For the past few weeks, Saturday and Sunday morning walks on Department of Natural Resources land near Goss Lake have been cautious affairs.

It’s hunting season, so the more than 300 acres of public forest that make up the Goss Lake trust lands along Lone Lake, Keller and Goss Lake roads are the sites of multiple and occasionally incompatible activities. Even as deer hunters armed with shotguns wait in the woods hoping to take a shot at an elusive buck, hundreds of runners, walkers, bicyclists and mushroom hunters have been crossing in front of deer blinds and meeting hunters on the trails.

As anyone might expect, both the armed and unarmed have some safety concerns. Dane Rup, a deer hunter who owns land in the Goss Lake area, said he and his son are being cautious as they stake out deer areas on the DNR land. He said the area is a “sight only” hunting zone, meaning hunters must clearly see their quarry before squeezing off a shot. Hunting by sound or shooting at rustling bushes simply does not go here: There are too many people in the woods.

“We’re all out here,” he said. “It’s accessible to everybody.”

That is the reality, said Todd Myers, a communications director for the DNR. Unless public land is declared a game reserve, a resource conservation area, or is posted with “No Hunting” signs, it is open for all types of public use, including hunting. He did say his agency has some safety concerns, but past experience with hunters and other land users in the same areas has been good.

“This is an issue we deal with,” he said.

A group of South Whidbey runners have found a way to deal with it as well — they yell out as they run through the woods. The runners have reported seeing more than a half-dozen hunters a day on the Goss Lake trails early on weekend mornings. Runner and dog-walker Pat Buchanan said she has taken to yelling out “Ollie, ollie, osenfree!” over and over again. She said having hunters in the woods makes her uncomfortable. She has tended to avoid the woods during hunting season, but said she has seen a number of hunters on the trail even on weekdays.

“If I think there’s hunters out there, I usually don’t go,” she said.
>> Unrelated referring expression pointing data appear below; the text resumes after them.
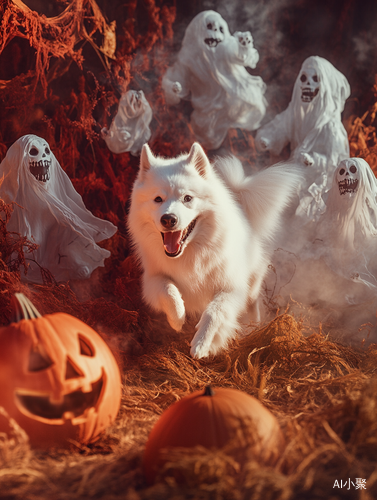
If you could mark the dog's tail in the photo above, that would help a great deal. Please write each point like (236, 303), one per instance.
(263, 196)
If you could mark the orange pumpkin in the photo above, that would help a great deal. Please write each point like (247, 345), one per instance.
(58, 378)
(210, 418)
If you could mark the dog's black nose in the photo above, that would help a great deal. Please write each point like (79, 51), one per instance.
(169, 221)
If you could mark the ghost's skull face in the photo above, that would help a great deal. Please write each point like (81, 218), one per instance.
(134, 102)
(39, 159)
(347, 177)
(215, 30)
(309, 84)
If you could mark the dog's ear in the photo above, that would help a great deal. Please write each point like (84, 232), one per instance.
(146, 158)
(199, 159)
Dogs can provide an early warning for walkers out for a trek with their pets. However, the barking and other noises trail users make are not always appreciated. From the hunter’s perspective, Rup said, dogs are dangerous to both hunters and deer. He said he has been chased and bitten by dogs while hunting. The barking also chases off deer.

He recommended trail users try to pass through the woods quietly. Making noise scares deer away and gives hunters a reason to resent other trail users. Rup said trail users’ best tool if they want to get hunters’ attention is to wear bright-colored clothing. Wearing a tan jacket, he said, is asking for the wrong kind of attention.

Overall, the South Whidbey hunting season has been fairly quiet in terms of violations. Island County Sheriff Mike Hawley said his office has received a number of reports of shots being fired after dark as well as reports of incidents of poaching. The volume of calls is no greater than in previous years, he said.

The shotgun hunting season ends today at sundown. However, there is a late shotgun season Nov. 15-18. Hunters who use bows and arrows may hunt until Dec. 31, while hunters using muzzle-loading guns may continue their season until Dec. 31.